In early September, I drove down to Wallops Flight Facility to set up our GPS base station in preparation for the test flight. The test flight is to verify that everything is working as expected, and to do some calibration, since the C-130 is a new platform for the Land, Vegetation, and Ice Sensor (LVIS). LVIS gathers data by sending out short laser beam pulses that bounce off the ground and give us the elevation of the terrain. Calibration ensures that we can pinpoint to within an inch where the laser hits the ground. We need to know exactly where the instrument is, and what it is seeing on the ground.
We use GPS receivers both on the ground and in the plane to track the position of the instrument. That’s where I come in. I set up the GPS ground station, which consists of GPS receivers and an antenna. In the field we usually get a rundown shack and we have to set up our own antenna. The Wallops GPS building was luxurious in comparison. It was spacious, air-conditioned, and had a permanent antenna built in, which meant I didn’t have to set up a tripod. I hooked up three ground receivers to the antenna, verified that they were working and started recording data. We do this for up to five days, in order to calculate precisely the location of the ground antenna.
I also tested the GPS antenna on the plane. It’s a different model from the ground antenna and is bolted to the top of the plane. A cable runs down from it so we can hook up the receivers. Just like for the ground receivers, I verify that they are working and recording data correctly.
The C-130 is a rugged cargo plane. One of our instrument racks, filled with equipment necessary to operate LVIS, was sitting on the hangar floor outside the plane, waiting to be moved into place and bolted down. I got a look at the current state of the in-flight facilities and took pictures for the team back home. There had been much discussion on the subject since some of our flights may last up to 10 hours. We never imagined we’d be discussing these issues when we were in school! It’s all part of the field work experience.

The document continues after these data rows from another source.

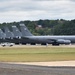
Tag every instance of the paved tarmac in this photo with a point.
(22, 69)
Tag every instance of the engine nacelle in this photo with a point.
(62, 41)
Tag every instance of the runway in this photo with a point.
(22, 69)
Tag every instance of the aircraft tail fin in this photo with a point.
(25, 31)
(2, 34)
(16, 32)
(8, 33)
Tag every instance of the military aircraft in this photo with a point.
(44, 40)
(24, 36)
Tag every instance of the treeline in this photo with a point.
(47, 27)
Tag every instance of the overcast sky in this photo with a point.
(20, 10)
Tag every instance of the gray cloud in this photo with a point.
(13, 10)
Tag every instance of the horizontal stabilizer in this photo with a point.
(25, 31)
(8, 33)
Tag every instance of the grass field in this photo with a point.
(33, 53)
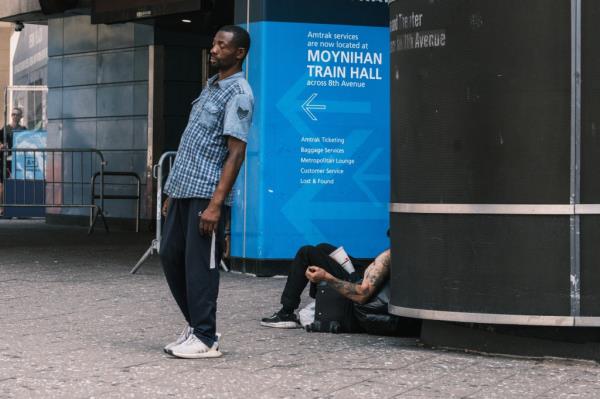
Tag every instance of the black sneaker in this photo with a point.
(281, 320)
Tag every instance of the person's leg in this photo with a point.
(296, 281)
(202, 275)
(172, 252)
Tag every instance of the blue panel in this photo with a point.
(318, 154)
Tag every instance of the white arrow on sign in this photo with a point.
(308, 106)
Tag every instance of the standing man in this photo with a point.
(14, 126)
(209, 157)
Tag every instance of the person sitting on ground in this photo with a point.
(313, 263)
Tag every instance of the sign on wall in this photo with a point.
(318, 159)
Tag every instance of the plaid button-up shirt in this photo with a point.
(224, 108)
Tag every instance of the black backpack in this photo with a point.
(334, 313)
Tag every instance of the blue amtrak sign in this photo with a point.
(317, 168)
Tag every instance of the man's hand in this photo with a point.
(165, 208)
(315, 274)
(209, 219)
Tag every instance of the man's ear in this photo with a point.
(241, 53)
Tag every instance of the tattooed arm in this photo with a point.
(375, 275)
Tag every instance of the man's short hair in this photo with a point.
(241, 38)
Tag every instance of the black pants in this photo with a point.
(313, 256)
(185, 256)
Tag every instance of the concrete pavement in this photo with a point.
(75, 324)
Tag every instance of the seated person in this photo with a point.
(312, 263)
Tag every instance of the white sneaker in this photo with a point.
(187, 331)
(193, 348)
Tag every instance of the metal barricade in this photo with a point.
(52, 178)
(103, 195)
(159, 172)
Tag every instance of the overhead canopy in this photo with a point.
(112, 11)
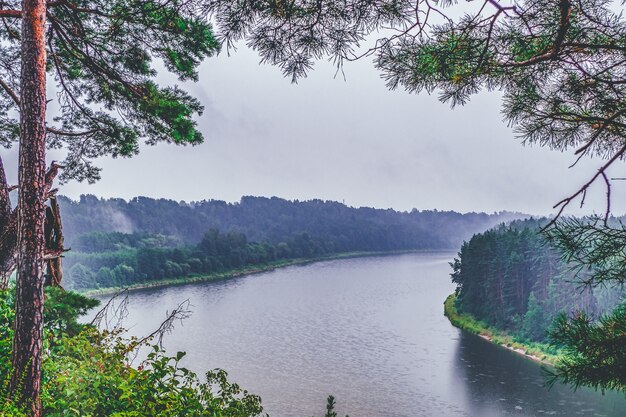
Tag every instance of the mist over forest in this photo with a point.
(116, 243)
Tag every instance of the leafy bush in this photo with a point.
(87, 372)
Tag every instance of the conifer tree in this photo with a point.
(99, 57)
(559, 64)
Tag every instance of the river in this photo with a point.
(370, 331)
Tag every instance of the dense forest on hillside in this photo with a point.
(275, 220)
(512, 279)
(117, 243)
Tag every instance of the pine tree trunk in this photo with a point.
(27, 342)
(8, 231)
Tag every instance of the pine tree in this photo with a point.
(99, 56)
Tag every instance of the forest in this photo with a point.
(513, 279)
(115, 243)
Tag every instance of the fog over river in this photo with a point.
(370, 331)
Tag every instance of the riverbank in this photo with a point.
(538, 352)
(239, 272)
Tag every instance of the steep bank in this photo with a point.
(538, 352)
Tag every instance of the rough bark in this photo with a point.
(54, 244)
(8, 231)
(27, 342)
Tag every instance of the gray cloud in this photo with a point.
(347, 140)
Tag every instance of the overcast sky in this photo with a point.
(347, 140)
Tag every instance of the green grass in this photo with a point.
(247, 270)
(538, 351)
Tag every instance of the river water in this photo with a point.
(370, 331)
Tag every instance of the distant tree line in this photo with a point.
(118, 259)
(512, 279)
(276, 220)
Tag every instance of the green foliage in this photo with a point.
(534, 323)
(540, 351)
(595, 352)
(87, 372)
(511, 278)
(100, 58)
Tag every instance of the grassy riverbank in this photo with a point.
(539, 352)
(248, 270)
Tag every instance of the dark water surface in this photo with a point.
(370, 331)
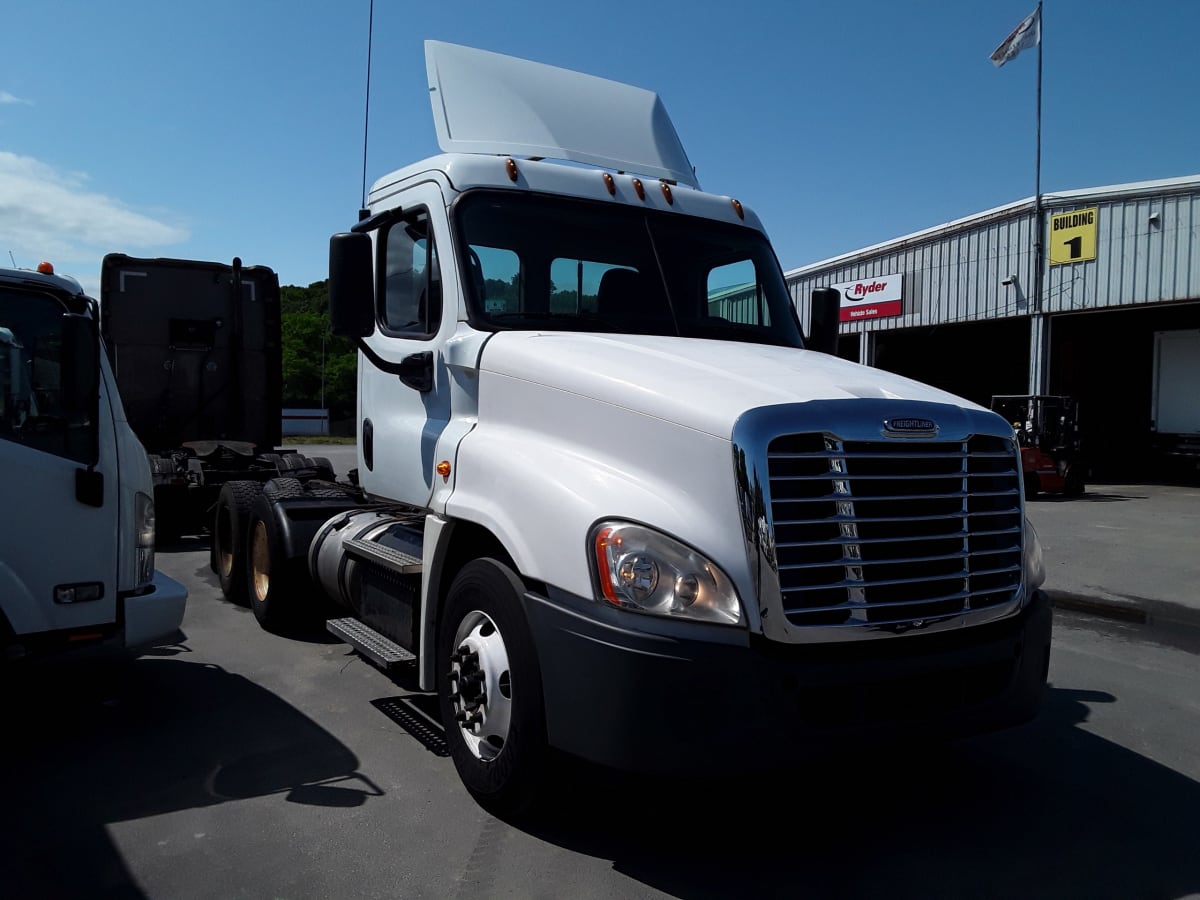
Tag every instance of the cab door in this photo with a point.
(403, 382)
(59, 531)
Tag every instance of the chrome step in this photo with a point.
(397, 561)
(382, 651)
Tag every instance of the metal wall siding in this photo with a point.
(957, 276)
(953, 279)
(1137, 262)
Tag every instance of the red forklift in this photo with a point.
(1048, 431)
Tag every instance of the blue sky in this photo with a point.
(235, 129)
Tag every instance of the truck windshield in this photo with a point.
(36, 370)
(547, 263)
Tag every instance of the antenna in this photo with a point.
(366, 111)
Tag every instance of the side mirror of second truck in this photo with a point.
(823, 321)
(351, 286)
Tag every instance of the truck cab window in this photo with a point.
(34, 371)
(496, 279)
(575, 265)
(412, 294)
(735, 295)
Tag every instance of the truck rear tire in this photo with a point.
(490, 689)
(228, 553)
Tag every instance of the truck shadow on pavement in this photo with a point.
(95, 742)
(1043, 810)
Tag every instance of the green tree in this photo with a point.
(305, 325)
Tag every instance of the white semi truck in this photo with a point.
(77, 539)
(610, 498)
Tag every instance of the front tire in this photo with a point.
(228, 549)
(277, 587)
(490, 689)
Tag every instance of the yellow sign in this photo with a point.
(1073, 237)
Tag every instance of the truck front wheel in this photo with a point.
(276, 586)
(490, 689)
(228, 555)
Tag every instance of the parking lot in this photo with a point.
(237, 763)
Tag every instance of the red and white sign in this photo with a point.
(871, 298)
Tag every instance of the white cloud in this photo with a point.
(46, 214)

At the end of the day, I collected and verified the GPS data available and left the ground receivers running. Everything was working as expected, so it was time for me to make the three hour trek back home. No traffic and beautiful scenery made for a pleasant drive.
Editor’s note: In fall 2013, researchers aboard a NASA C-130 traveled to Greenland to study changes in the ice sheet and sea ice following the summer melt season. Other airborne campaigns, like NASA’s Operation IceBridge, study changes on an annual basis and this is the first large-scale airborne survey of seasonal change. The C-130, equipped with a pair of Land, Vegetation and Ice Sensor (LVIS) laser altimeters, will carry out surveys of land and sea ice from Oct. 31 to mid-November and will resurvey many of the same areas flown by IceBridge during its 2013 Arctic campaign.
In late August, David Rabine and I headed down to Wallops Flight Facility in Virginia to start LVIS instrument installation for NASA’s Greenland airborne campaign.
It was my first time at Wallops and I was thoroughly impressed with the amount of airborne activity that takes place there. It seems like every 15 minutes there is a plane taking off or landing! Once there we saw the C-130 that will carry our two LVIS instruments. It looks like a great platform for scientific measurement. It has a huge cargo door in the back that allowed us to literally roll the pallet with all the equipment and the two instruments on board.
Another benefit of the C-130 is the space available inside, which allows us to use four equipment racks without having to worry about space, and put the two LVIS instruments side-by-side. This will let us build a great data product. We spent a week populating our equipment racks, and by the end of it we had most of the equipment for the regular LVIS instrument mounted into its appropriate rack. Next came the equipment for the Global Hawk version and after finishing the equipment racks, we installed the two LVIS instruments onto a custom built platform that holds them in place.
We were very fortunate that our trip to Wallops lined up with a test flight of one of NASA’s Global Hawks, an uninhabited aerial vehicle that’s taking part in another NASA mission, the Hurricanes and Severe Storms Sentinel, or HS3, mission, and which the smaller version of LVIS has flown on before. As luck would have it, on the morning of Aug. 20 the Global Hawk took off on the runway that was closest to our airplane hangar. We were able to get a front seat view of the takeoff.